Weight Loss, Gain, and Cycling, Dietary and Lifestyle Patterns and Risk of Pancreatic Cancer
Pancreatic cancer incidence is increasing and 50% of people die within 6 months of diagnosis. Few modifiable factors are known to lower pancreatic cancer incidence. Diet and obesity may be important, yet the effects of weight changes, or following dietary guidelines on pancreatic cancer are not known. Dr. Genkinger will examine whether 1) weight loss, gain and cycling and 2) adherence to dietary and lifestyle patterns affects pancreatic cancer risk. Merging data from over 12 cohorts, the team will study diet, body weight and pancreatic cancer in the Pooling Project of Prospective Studies of Diet and Cancer. By addressing these research questions, the results will provide the most complete evidence on these important factors, and advance knowledge about these factors for a highly fatal disease.
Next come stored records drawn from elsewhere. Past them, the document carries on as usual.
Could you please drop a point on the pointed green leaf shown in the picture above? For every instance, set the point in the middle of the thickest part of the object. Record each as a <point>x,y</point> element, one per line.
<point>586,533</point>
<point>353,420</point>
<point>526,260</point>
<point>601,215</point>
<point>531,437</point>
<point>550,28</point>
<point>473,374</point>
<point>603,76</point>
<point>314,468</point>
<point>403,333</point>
Giovannucci, Edward, M.D., Sc.D.
Harvard T. H. Chan School of Public Health
Association between lifestyle factors and tumor angiogenesis in prostate cancer
Prostate cancers vary widely in their ability to progress. One of the important factors for growth and progression is the tumor’s ability to stimulate the development of blood vessels to nourish it. If we find ways to inhibit development of new blood vessels, called “angiogenesis”, we can prevent prostate cancer from progressing. Some dietary factors have been linked to increasing and decreasing the growth of new blood vessels. Dr. Giovannucci will examine how dietary factors are associated with the degree of blood vessels in the tumor, measured among men with how have had their prostate removed. This study will inform on novel prostate cancer prevention strategies through diet so that, in future, men could be advised which dietary factors may help prevent prostate cancer from progressing.
Wilson, Kathryn, Sc.D.
Harvard T. H. Chan School of Public Health
Coffee intake and advanced prostate cancer: studying risk and mechanisms
Dr. Wilson and her team will study whether coffee intake is associated with a lower risk of prostate cancer. Coffee is a major source of antioxidants and has many biological effects, including a possible impact on cancer. Prostate cancer is the most common cancer in American men, and there are few established, modifiable risk factors. They hypothesize that higher intake of coffee is associated with lower risk of prostate cancer, and particularly for dying of prostate cancer. Through combining data from 15 studies, they will examine coffee intake and risk of prostate cancer and study how coffee impacts prostate tissue. Establishing whether coffee is associated with reduced prostate cancer risk will give men information on how to prevent the disease, and might also shed light on the biology of prostate cancer.